The District’s chief financial officer on Thursday began reviewing Mayor Muriel Bowser’s proposed budget for the upcoming fiscal year, weeks after a federally mandated $1 billion cut.

CFO Glen Lee will have 10 days to look over the mayor’s finalized budget plan to make sure it’s balanced, as required by city law, before turning it over to the D.C. Council.

Council Chairman Phil Mendelson, at-large Democrat, said he anticipates taking a final vote on the budget in early August.

Ms. Bowser, a Democrat, didn’t share her budget proposal with the council by April 2, as she held out hope the GOP-controlled House would reverse the hefty midyear cut included in March’s federal stopgap package.

Both the Senate and President Trump support reinstating the District’s full $21 billion budget for fiscal year 2025. D.C. leaders have argued repeatedly that the cuts affect only local tax dollars and won’t help trim the federal deficit.

House Speaker Mike Johnson, Louisiana Republican, this month said the chamber wanted to sort out national finances before turning its attention back toward the District.

The mayor has warned that Metropolitan Police, fire and emergency services, and D.C.’s public schools are likely to see cuts before this fiscal year ends Sept. 30.

Delays in sharing the budget with council members rankled Mr. Mendelson, who at one point threatened legal action to compel Ms. Bowser to turn over her proposal. That possibility is now moot since the CFO received the mayor’s spending plan.

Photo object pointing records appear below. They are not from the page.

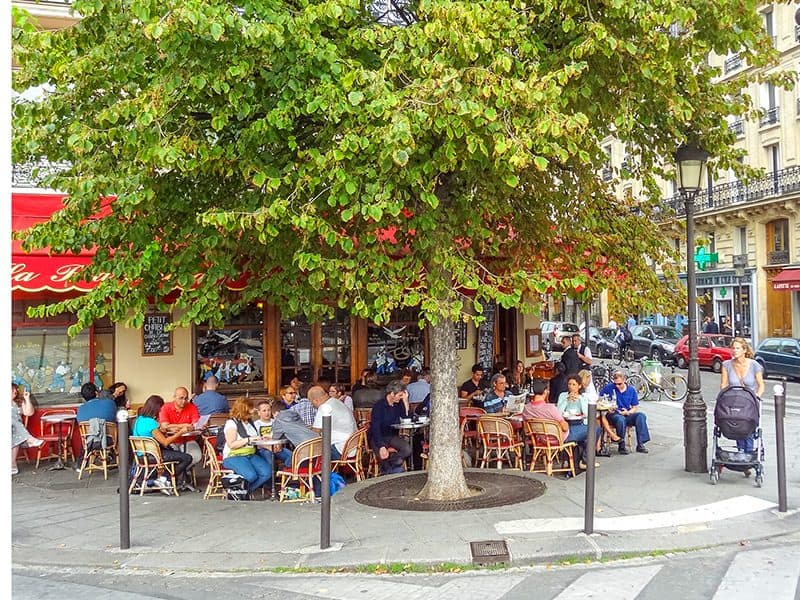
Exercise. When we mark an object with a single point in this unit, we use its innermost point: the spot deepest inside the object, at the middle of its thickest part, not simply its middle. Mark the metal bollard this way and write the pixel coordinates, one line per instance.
(591, 440)
(779, 391)
(325, 513)
(122, 465)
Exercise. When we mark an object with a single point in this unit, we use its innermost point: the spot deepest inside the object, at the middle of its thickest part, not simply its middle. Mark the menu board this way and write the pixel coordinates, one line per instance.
(156, 339)
(485, 354)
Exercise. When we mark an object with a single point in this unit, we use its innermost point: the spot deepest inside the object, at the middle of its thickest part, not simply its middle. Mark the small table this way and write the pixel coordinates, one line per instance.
(269, 444)
(59, 418)
(410, 430)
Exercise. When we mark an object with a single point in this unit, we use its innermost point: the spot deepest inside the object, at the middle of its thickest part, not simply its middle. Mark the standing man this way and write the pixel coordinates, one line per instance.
(420, 388)
(627, 412)
(475, 385)
(210, 401)
(342, 422)
(390, 449)
(180, 416)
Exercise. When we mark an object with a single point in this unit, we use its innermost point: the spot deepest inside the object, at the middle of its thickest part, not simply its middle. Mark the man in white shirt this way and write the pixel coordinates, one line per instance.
(420, 388)
(342, 422)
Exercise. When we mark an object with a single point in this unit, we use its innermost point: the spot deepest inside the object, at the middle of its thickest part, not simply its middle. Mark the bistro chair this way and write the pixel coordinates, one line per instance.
(353, 454)
(499, 444)
(549, 454)
(214, 488)
(54, 434)
(98, 458)
(149, 463)
(306, 465)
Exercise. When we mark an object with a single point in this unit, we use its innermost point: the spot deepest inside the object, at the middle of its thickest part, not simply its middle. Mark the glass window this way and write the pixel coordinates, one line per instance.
(396, 345)
(234, 354)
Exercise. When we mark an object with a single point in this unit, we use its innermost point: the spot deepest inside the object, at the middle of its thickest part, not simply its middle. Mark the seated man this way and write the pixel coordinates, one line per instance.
(210, 401)
(496, 399)
(342, 422)
(180, 416)
(627, 412)
(390, 449)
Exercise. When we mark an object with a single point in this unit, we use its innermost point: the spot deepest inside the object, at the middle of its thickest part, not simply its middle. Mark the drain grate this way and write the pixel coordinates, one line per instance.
(489, 552)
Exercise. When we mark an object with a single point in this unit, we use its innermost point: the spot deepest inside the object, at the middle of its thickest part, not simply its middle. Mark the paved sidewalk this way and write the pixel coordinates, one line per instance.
(644, 503)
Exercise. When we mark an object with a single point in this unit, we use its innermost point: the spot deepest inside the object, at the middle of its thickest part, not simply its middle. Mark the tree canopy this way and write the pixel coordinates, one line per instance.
(335, 160)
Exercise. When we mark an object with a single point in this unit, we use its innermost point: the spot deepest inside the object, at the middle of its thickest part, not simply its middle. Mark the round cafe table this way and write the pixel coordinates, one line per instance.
(59, 418)
(270, 444)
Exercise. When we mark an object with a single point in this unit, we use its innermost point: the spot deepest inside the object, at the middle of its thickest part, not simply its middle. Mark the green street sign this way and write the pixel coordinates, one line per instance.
(703, 257)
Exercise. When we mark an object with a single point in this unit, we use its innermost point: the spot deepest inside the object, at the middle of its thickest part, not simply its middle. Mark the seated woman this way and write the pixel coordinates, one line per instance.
(239, 454)
(20, 436)
(146, 425)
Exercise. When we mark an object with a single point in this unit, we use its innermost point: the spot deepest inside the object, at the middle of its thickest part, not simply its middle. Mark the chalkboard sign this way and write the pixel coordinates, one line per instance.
(485, 353)
(461, 335)
(155, 337)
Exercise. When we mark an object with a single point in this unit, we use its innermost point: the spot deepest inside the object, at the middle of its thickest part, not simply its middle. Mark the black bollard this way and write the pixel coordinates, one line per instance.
(122, 465)
(780, 447)
(591, 440)
(325, 513)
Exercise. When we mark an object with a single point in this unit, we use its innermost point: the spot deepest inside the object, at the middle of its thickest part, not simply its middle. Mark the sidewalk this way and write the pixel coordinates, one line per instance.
(60, 521)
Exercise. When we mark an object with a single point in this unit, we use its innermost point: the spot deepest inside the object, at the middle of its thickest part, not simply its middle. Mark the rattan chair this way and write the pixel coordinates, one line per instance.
(306, 465)
(549, 454)
(498, 442)
(149, 463)
(98, 458)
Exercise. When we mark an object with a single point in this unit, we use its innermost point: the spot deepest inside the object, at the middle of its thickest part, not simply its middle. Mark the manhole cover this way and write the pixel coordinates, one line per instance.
(495, 489)
(489, 552)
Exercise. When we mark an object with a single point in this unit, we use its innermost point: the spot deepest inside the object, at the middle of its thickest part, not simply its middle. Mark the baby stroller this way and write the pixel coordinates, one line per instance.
(737, 416)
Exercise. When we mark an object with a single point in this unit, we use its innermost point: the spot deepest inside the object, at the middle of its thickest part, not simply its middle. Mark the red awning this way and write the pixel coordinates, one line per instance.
(788, 279)
(40, 270)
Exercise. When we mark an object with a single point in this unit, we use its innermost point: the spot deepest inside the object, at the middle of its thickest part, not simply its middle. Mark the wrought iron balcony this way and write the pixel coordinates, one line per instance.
(732, 63)
(737, 127)
(778, 257)
(785, 181)
(770, 116)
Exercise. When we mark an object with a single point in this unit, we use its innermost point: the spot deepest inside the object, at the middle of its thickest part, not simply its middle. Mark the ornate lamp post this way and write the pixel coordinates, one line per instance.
(691, 162)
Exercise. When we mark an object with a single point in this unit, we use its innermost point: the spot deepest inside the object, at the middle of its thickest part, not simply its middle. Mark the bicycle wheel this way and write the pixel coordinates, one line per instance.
(674, 387)
(640, 384)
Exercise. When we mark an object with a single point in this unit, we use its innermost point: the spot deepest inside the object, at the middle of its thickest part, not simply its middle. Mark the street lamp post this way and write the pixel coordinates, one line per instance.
(691, 162)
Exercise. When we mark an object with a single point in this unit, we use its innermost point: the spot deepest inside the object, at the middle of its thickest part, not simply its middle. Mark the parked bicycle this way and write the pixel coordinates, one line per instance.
(655, 378)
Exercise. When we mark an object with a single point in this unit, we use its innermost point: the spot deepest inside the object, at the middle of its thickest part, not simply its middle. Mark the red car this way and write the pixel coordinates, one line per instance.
(712, 349)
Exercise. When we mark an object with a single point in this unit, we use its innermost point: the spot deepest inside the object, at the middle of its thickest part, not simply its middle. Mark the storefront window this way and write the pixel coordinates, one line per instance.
(53, 365)
(235, 353)
(397, 345)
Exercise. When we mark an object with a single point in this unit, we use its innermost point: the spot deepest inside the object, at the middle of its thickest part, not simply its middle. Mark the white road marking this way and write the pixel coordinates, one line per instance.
(486, 587)
(771, 574)
(716, 511)
(619, 584)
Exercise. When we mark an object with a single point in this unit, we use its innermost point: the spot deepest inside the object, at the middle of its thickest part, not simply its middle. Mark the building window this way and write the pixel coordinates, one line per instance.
(400, 344)
(53, 365)
(234, 353)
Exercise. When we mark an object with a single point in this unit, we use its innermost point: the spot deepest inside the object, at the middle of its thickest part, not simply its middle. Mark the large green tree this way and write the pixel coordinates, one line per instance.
(442, 155)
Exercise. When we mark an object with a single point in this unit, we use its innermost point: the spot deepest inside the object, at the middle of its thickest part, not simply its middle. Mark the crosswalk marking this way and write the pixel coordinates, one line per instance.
(716, 511)
(619, 584)
(771, 574)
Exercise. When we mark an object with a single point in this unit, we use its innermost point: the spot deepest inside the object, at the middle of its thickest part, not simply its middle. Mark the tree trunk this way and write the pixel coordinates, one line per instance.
(445, 474)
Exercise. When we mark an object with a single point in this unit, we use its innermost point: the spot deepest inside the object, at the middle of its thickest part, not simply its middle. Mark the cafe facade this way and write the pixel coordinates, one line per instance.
(254, 352)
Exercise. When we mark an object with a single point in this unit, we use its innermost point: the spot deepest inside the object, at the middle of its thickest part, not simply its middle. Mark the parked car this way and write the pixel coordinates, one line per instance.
(601, 341)
(655, 341)
(552, 332)
(712, 350)
(779, 356)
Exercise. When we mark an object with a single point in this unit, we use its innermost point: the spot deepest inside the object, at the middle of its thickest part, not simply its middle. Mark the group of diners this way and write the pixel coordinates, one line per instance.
(564, 398)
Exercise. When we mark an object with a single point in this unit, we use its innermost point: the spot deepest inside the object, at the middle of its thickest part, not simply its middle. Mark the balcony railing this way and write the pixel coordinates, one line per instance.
(737, 127)
(31, 175)
(724, 195)
(732, 63)
(778, 257)
(770, 116)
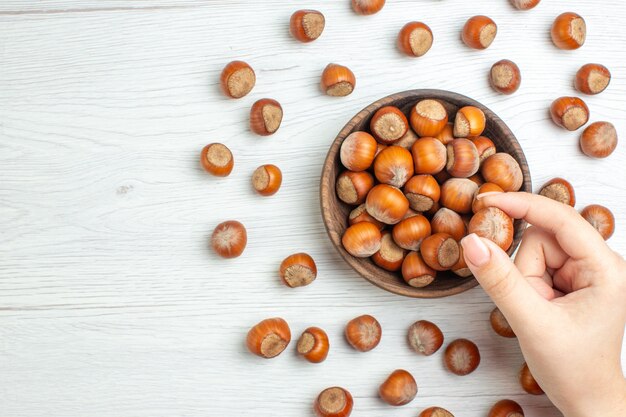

“We are in very unprecedented times with having to deal with a complicated issue with FY25, and so we all have been working in earnest and good faith to deliver a budget that is good for our city,” Ms. Bowser told reporters Wednesday after a closed-door meeting with the CFO and D.C. Council. “People have to recognize — including the council members — that that will impact schedules. It’s impacted ours; it’ll impact theirs.”

Council member Robert White, at-large Democrat, told Washington’s WJLA-TV thatthe District has no choice but to go through with the midyear cuts, given Capitol Hill’s inaction on the budget.

Despite the Home Rule Act allowing D.C. residents to elect a mayor and city council to handle local matters, Congress still controls which D.C. laws can take effect and how the city spends its money.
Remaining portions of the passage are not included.